Seeing a saree crafted from 100% banana yarn will definitely make you long for one that very moment. With the finesse of manual craftsmanship, banana fiber sarees last long without losing their authenticity. Infused with bright colors and weaved using a high-end zari with finer details in the pallu, a banana fiber saree must have a place in every woman’s wardrobe.

 Yarn from banana fibers, extracted from banana stems are made In the South of India, this is available in plenty. While the banana stems are available in plenty, the manual extraction of fibers from the stems is labor-intensive and time-consuming. The process involves the stem of the raw material (banana or pineapple) is dried and scraped to remove dust. Then, each strand of the fiber is taken out manually to make yarn. The sarees are treated in various herbs, spices, and even cow-dung for their antibacterial properties which are good for the skin. Also, medicinal herbs like Tulsi and mint can be used to ensure those skin allergies of all kinds are at bay.

8. Linen Fibres  – Linen’s inception as a clothing accessory can be traced back to as further as 5000 BC. Coined from the Latin word “Linum” and a Greek word “Linon”, this beautiful fabric owns an equally beautiful history. The affluence of this fabric is not something that is recognized only by us, the millennials, but the Egyptians too considered it to be an exquisite piece of cloth. Linen is made from the inner section of the Flax plant which does not require water in ample quantities like cotton does making it the new age eco-friendly fabric.

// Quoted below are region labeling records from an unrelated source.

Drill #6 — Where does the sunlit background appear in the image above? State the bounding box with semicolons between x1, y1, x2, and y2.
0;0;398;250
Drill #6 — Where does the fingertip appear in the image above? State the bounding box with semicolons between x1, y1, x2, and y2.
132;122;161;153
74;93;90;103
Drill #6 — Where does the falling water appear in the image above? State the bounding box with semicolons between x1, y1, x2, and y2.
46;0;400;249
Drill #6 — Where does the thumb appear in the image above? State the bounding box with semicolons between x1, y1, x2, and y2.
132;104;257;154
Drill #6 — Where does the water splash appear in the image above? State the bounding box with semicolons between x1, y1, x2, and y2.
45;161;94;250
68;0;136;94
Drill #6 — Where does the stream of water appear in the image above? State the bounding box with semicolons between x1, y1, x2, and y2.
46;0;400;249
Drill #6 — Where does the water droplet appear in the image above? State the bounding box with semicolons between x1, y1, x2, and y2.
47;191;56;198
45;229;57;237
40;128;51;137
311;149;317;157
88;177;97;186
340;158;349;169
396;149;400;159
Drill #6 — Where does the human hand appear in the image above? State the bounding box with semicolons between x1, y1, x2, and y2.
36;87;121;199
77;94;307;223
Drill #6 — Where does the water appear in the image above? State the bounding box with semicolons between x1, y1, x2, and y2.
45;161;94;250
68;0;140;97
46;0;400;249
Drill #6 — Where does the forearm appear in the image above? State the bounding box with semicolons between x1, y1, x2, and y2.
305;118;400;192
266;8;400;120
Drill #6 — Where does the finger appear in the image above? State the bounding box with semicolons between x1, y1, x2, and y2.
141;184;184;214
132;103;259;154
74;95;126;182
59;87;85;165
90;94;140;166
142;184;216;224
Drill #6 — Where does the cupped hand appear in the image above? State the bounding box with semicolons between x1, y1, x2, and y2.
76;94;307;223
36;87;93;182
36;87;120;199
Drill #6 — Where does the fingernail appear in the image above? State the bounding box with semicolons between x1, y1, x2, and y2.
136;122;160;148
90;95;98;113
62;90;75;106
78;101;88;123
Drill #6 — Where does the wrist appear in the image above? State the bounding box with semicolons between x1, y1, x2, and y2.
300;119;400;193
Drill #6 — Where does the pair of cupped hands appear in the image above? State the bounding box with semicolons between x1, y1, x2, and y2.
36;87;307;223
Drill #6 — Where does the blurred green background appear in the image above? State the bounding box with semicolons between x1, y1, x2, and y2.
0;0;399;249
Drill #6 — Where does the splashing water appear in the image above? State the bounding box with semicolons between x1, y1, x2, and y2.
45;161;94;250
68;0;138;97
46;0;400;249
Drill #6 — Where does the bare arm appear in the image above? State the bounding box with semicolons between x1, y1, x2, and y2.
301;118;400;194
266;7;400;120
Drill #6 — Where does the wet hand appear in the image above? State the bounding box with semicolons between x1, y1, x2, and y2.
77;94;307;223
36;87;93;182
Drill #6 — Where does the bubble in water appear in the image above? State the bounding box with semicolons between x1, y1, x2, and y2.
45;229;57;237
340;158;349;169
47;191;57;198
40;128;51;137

The ease and comfort that this princely fabric imparts have made it a great option to beat the Indian heat. The first Linen saree was built around a similar centric idea. Woven in pit looms, Linen sarees have restored the age-old richness in the most organic way possible. The raw texture of linen is often highlighted with plain solid borders making it a perfect pick for formal attendance, and the art of weaving is constantly being explored which has introduced us to the finely crafted floral weaves making this Indian drape absolutely irresistible.

Linen Sarees

tend to have a fantastic fall and fit and are best suited to formal wear. As linen has a very rough, natural look to it, it is always more aesthetically pleasing to pair this saree with simple minimalistic accessories, such as wooden jewelry. When wearing white linen or cream linen, colors work very well in accessories, in that this saree really helps them stand out. This saree is extremely popular because it is considered to be a cool and refreshing fabric to wear, which makes it ideal for the hot temperatures in the Indian subcontinent.

9.Jute fibers – The dawn of Jute, “The Golden Fibre”, was upon Indians in 1856 when the very first jute mill  initiated its production. Extracted from the most economic skin of the vegetable plants, jute fibers have always been  important to India. All households in our country have seen jute sacks at some point in their lifetime. In fact, jute was synonymous with a grain sack for Indians. However, the weavers definitely changed things for us.

Being completely biodegradable and re-processable, Jute is one of the organic fabrics used today to craft apparel including sarees that are bound to spread resplendence. Embroidered using even minimal threading gives a phenomenal aura to the jute saree. With an array of options for embellishments, sarees crafted from this fabric can be draped to enhance any formal, or family function. Floral or checkered prints on pure jute sarees make a definitive statement that no other material can beat.

10.Soyabean Fibres ;

In 1931, soybean fibers were experimented with to produce artificial silk which was named Azlon.

 These sarees are woven with silk in the warp and soy fiber in the weft.

 An essential portion of the dialogue of sustainability is finding alternative, sustainable fabrics, and yarns. Soy fibers are a byproduct of soya bean processing and are sustainable and renewable.

Soy yarn is stronger than cotton and wool, wicks moisture, and breathes well. When combined with silk, the fabric has the majesty of silk and yet a special subtle allure.